Wednesday, January 7, 2015


  A Teacher's Philosophy for Approaching Literacy to English Language Learners
I sat down with my sister, who is attaining her Master's degree in Instructional Technology and taught Voluntary Prekindergarten and First Grade, to discuss her philosophy and experiences with her approach to reaching English Language Learners. She said that she endeavors to reach each child at their level using manipulatives, pictures, and cultural stories in their native language. She asks them to share background knowledge of their experiences. The goal is to include students as leaders of activities that are designed in their first language, so they can be confident while sharing with their classmates. The teacher tries to ensure the classroom is not a negative space and approaches her students with a positive and open attitude.  She puts herself in the students’ shoes to try to understand the obstacles they are overcoming. The teacher tries to give her ELL students usable strategies that are easy to remember.

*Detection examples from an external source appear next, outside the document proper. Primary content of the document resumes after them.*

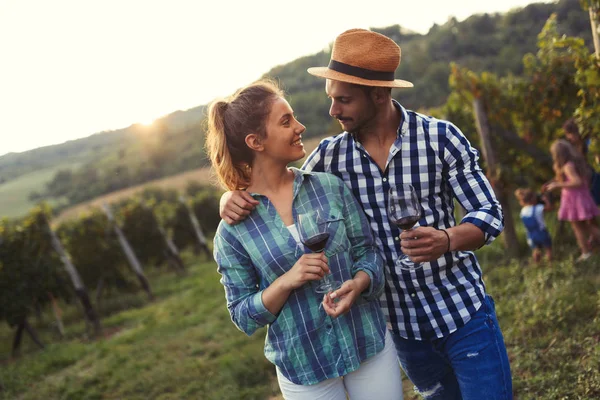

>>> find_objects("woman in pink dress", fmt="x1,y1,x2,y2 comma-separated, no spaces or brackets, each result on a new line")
545,139,600,261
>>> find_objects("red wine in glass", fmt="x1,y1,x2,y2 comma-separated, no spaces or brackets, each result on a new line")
387,184,423,270
395,215,421,231
304,232,329,253
297,210,342,293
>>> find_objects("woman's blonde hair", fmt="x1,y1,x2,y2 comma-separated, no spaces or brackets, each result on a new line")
206,79,284,190
550,139,590,181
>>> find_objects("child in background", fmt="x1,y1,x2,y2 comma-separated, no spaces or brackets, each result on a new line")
515,188,552,264
543,139,600,261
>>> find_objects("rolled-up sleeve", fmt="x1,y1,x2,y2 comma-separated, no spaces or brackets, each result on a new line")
336,178,385,300
214,227,277,335
443,123,504,244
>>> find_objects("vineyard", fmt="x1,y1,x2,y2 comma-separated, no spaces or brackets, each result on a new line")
0,1,600,400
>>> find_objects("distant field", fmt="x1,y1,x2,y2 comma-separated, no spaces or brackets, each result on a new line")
0,164,77,218
52,168,217,224
52,138,330,225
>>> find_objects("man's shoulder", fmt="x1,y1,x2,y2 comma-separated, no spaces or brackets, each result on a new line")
311,171,344,187
406,109,454,130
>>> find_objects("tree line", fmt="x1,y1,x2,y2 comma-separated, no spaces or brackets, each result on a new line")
0,0,592,216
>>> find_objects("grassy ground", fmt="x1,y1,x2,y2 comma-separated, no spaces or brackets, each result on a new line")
0,165,76,218
0,220,600,400
0,253,277,400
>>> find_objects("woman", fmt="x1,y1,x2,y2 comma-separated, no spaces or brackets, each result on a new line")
206,81,402,400
545,139,600,261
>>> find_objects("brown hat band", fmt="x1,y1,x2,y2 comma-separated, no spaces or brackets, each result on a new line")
329,60,394,81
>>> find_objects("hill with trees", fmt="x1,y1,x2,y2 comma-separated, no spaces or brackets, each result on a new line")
0,0,592,219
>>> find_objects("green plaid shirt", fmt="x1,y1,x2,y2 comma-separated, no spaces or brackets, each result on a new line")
214,168,386,385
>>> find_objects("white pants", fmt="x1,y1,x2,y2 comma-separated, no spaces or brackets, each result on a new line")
276,330,402,400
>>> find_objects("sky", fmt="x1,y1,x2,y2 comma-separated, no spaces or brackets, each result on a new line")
0,0,548,155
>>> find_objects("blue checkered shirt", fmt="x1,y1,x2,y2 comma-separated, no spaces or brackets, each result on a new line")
214,168,386,385
303,101,504,340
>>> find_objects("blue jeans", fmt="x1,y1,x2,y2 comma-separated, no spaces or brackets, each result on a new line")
392,296,512,400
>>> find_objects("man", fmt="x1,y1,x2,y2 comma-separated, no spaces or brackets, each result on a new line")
221,29,512,400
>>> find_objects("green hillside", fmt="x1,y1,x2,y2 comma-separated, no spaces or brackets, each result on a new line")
0,0,592,216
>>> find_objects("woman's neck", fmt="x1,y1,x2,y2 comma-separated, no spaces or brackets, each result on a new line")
247,160,294,196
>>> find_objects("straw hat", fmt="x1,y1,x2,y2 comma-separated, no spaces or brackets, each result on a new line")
308,29,413,87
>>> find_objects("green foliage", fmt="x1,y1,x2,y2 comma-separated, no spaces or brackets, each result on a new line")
57,210,135,293
441,15,595,194
0,206,70,326
0,0,599,219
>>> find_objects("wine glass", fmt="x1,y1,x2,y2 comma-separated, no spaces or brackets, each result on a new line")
388,183,423,270
298,210,342,293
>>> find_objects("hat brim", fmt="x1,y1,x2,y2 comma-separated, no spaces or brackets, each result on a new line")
307,67,414,88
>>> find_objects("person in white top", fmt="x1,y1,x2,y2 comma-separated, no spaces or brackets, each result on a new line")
515,188,552,264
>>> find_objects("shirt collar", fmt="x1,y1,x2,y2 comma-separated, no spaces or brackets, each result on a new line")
250,167,314,198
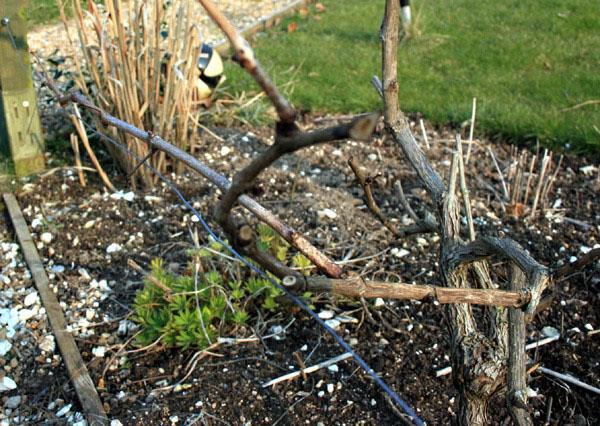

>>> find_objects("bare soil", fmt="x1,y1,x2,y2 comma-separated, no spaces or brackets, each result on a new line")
2,117,600,425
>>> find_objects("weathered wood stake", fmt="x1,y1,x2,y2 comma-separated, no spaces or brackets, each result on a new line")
0,0,44,176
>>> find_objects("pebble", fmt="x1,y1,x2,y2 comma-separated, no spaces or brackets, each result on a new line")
19,309,35,322
40,232,52,244
325,318,341,330
0,376,17,392
319,310,335,319
106,243,122,254
269,325,285,340
317,209,337,219
390,247,410,259
85,309,96,321
542,325,560,337
56,404,73,417
40,334,56,353
335,315,360,324
110,191,135,201
50,265,65,274
23,291,40,306
92,346,106,358
4,395,21,410
0,340,12,356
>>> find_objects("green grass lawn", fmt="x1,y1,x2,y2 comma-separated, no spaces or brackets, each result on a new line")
227,0,600,152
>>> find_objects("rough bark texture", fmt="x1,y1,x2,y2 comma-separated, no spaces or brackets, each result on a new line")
381,0,548,425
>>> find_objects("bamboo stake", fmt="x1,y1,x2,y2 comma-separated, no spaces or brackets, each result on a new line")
465,98,477,164
71,133,86,188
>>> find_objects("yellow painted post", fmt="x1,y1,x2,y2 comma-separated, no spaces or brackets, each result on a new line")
0,0,44,176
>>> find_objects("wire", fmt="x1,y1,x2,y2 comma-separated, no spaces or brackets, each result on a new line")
84,122,424,426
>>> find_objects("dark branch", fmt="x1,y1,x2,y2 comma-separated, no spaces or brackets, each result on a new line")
198,0,296,124
446,237,550,317
215,114,379,277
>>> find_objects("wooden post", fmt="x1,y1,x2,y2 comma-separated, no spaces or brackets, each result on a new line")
0,0,44,176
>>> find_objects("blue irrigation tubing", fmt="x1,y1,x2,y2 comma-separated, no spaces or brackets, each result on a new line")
84,122,424,426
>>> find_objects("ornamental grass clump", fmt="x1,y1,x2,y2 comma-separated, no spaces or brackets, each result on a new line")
58,0,202,186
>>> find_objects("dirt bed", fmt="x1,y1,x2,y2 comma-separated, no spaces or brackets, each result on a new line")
0,117,600,425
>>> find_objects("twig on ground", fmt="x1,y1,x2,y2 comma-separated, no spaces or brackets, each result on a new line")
262,352,352,388
71,105,116,191
537,366,600,395
71,133,86,188
456,134,475,241
348,157,398,235
552,248,600,281
465,98,477,164
487,145,510,200
419,118,431,149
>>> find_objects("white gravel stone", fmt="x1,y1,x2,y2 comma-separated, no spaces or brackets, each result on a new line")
390,247,410,259
23,291,40,306
56,404,73,417
92,346,106,358
40,232,52,244
4,395,21,410
106,243,122,254
110,191,135,201
269,325,285,340
319,310,335,319
50,265,65,274
335,315,360,324
317,209,337,219
0,340,12,356
19,309,35,322
39,334,56,353
325,318,341,330
0,376,17,392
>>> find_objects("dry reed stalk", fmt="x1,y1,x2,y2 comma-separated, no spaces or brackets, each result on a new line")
71,106,115,191
71,133,86,188
507,148,562,217
63,0,201,185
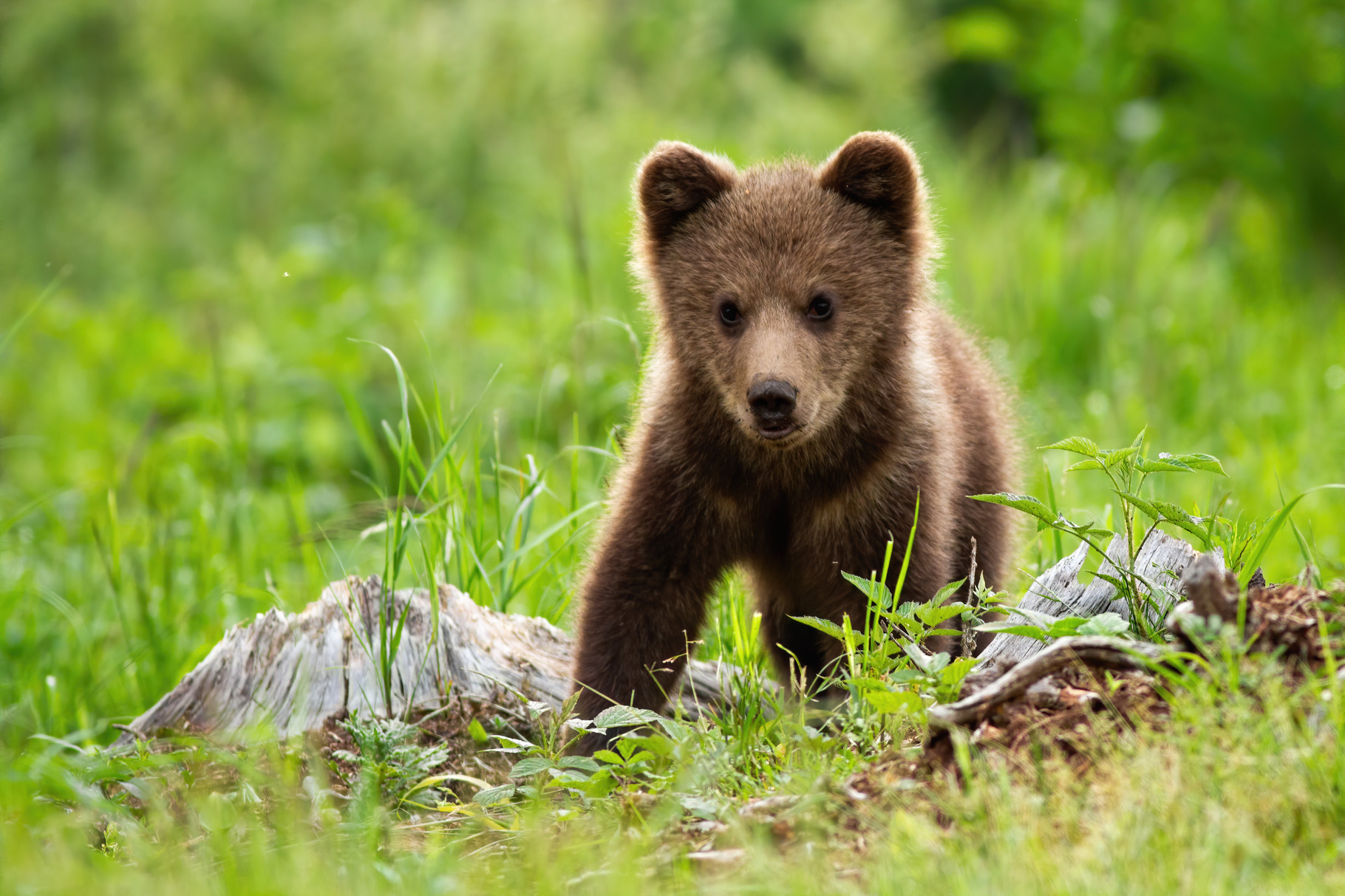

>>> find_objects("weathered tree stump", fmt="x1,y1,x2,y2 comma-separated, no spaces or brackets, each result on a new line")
118,577,735,742
981,530,1222,665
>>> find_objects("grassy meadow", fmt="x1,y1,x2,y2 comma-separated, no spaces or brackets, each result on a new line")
0,0,1345,893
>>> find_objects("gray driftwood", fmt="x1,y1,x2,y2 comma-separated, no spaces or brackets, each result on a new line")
981,530,1222,665
114,577,733,742
930,636,1168,728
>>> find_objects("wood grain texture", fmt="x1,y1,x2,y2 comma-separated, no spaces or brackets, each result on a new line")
118,577,736,742
981,530,1222,665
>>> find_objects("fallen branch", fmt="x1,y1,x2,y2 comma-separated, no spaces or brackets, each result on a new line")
930,636,1169,728
981,530,1224,666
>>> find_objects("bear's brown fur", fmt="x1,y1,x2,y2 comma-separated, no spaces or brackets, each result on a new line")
576,131,1015,719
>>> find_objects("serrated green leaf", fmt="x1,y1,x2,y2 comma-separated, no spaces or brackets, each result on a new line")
1077,612,1130,637
1135,455,1196,472
1046,616,1088,637
1037,436,1099,457
939,657,981,685
863,690,924,714
474,784,518,806
593,705,661,729
1100,445,1140,470
1158,454,1228,476
967,491,1061,523
901,642,933,675
789,616,845,640
1112,488,1163,519
916,601,971,626
841,572,892,609
508,756,551,778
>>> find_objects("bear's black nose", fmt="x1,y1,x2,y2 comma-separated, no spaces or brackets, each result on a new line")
748,380,799,426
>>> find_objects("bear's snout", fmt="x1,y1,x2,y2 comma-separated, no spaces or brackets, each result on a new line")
748,380,799,439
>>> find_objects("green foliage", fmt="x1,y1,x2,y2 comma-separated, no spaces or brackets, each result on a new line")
935,0,1345,247
971,429,1242,639
0,0,1345,893
333,711,448,806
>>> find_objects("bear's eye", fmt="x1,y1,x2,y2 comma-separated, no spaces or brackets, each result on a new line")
808,296,833,320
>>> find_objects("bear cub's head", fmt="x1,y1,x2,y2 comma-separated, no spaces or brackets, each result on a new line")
635,131,933,451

Some ELL students were transfer students during the middle of the year, which also made the students feel like the odd children out. The teacher introduced several lessons to make the ELL students more comfortable by reading books that were bilingual or primarily written in Spanish. An example of this is Skippyjon Jones: Cirque De Ole by Judy Schachner, which includes a Spanish only version CD. When English speaking students listened to the Spanish version of unfamiliar picture books, they had to be detectives like their ELL classmates to discover what was happening in the story. They used repetitive words and pictures to try and gain meaning.  This also forced students to see what ELL students do every day to sort out new information in class. http://www.skippyjonjones.com/

When teaching writing, she brainstorms terms to use with the students and helps to format the sentences. She provides sample sentences to demonstrate the typical order of words. Some manipulatives used in her classroom include magnetic words and sentences to use in small group activities. She has sentence flip books, which have sight words and high frequency words formatted in the order a sentence would be written for students to learn pattern and structure.

1 comment:

  1. Hi Deni,

    Is sounds as though your sister is providing several excellent examples of scaffolding for her English language learners. According to our text, scaffolding is a temporary structure that is meant to assist the process of learning new skills (Gibbons, P. 2002.p.10). As an example, the pictures allow for concrete examples of the new words.We also see that her addition of sample sentence modeling is a type of scaffolding that aligns with the concepts in our text as this offers support for challenging concepts, while still holding a high expectation of learning (Gibbons, P. 2002. p.11).

    Thanks for sharing!

    -Mike

    By the way, I responded to your question on my blog page. I wasn't sure if that is the proper blogging etiquette of going about a response.